Будет неверным ждать избавления от триумфальной катастрофы, несправедливо приходить в отчаяние от победы в мирных битвах. Жестокость позволяет мчаться без остановок, она высвобождает энергию, благоприятствует развитию талантов, но она также разрушает традиции, которые ограничивают авторитет государства, она воспитывает вкус и привычку к силовым решениям. Необходимо время, чтобы излечить зло, завещанное революцией, даже тогда, когда оно лечит зло свергнутого режима.
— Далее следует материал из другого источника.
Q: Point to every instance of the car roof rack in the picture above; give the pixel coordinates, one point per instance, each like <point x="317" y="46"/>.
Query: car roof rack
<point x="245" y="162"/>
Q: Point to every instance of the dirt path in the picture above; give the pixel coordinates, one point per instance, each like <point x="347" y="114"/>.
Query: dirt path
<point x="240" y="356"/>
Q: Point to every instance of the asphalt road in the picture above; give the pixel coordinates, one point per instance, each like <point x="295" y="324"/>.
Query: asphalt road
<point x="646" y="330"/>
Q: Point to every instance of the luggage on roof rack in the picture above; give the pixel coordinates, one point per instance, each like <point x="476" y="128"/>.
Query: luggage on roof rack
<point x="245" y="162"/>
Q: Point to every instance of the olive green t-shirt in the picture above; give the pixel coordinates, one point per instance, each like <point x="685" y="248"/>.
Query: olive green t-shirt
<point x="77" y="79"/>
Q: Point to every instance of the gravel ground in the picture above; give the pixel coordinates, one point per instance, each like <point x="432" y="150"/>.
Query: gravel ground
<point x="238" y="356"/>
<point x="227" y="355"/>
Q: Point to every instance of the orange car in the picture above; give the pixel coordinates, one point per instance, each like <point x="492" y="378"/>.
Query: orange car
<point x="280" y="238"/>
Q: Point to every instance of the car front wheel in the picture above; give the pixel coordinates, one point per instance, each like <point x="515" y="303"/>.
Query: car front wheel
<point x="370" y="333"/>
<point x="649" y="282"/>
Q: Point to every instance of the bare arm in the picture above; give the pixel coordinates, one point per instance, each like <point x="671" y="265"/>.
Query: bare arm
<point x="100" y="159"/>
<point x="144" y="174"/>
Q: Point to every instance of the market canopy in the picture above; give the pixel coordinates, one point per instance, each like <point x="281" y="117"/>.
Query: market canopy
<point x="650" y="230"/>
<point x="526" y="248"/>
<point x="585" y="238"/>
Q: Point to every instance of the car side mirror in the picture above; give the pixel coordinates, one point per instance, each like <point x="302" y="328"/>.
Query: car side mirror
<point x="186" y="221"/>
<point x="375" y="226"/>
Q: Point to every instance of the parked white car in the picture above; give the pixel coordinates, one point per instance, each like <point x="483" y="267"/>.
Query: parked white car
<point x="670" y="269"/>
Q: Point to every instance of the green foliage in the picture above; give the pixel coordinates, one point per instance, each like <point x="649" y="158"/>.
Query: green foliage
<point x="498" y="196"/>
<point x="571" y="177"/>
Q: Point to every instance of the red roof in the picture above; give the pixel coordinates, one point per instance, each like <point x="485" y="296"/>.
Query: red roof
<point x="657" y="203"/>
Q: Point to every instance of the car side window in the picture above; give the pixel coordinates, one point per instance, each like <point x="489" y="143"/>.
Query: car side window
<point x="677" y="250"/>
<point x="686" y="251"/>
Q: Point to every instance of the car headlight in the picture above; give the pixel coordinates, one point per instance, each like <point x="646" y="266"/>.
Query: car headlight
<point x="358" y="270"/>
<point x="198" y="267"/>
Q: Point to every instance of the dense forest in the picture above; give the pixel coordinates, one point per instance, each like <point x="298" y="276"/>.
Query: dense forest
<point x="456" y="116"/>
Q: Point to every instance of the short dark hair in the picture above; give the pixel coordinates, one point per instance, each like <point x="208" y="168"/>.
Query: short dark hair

Когда рухнула легитимная власть, группа людей, а иногда даже один человек, берет на себя ответственность за всеобщую судьбу для того, чтобы, как говорят приверженцы, революция не умерла. На самом деле, в борьбе всех против всех один вождь должен нести ее, чтобы первым установить всеобщее благо и безопасность. Но почему событие, так похожее на войну, устраняет диалог, открывает возможности потому, что оно отрицает все нормы, и это должно принести надежду человечеству?

Бредовый оптимизм – назначение пролетариата для решения уникальной задачи, недостойной других классов. Считается, что в каждую эпоху одна нация более других способна стать творцом. По формулировке Гегеля, мировой разум по очереди воплощается в разных нациях. Последовательность Реформации, буржуазная, а затем социальная революции могут интерпретироваться следующим образом: в Германии XVI века, Франции XVIII и в России ХХ века проявились инструменты разума. Но такая философия не присваивает никакой общности политической или моральной добродетели сверх всеобщих законов. Есть исключительные личности, но нет исключительной общности.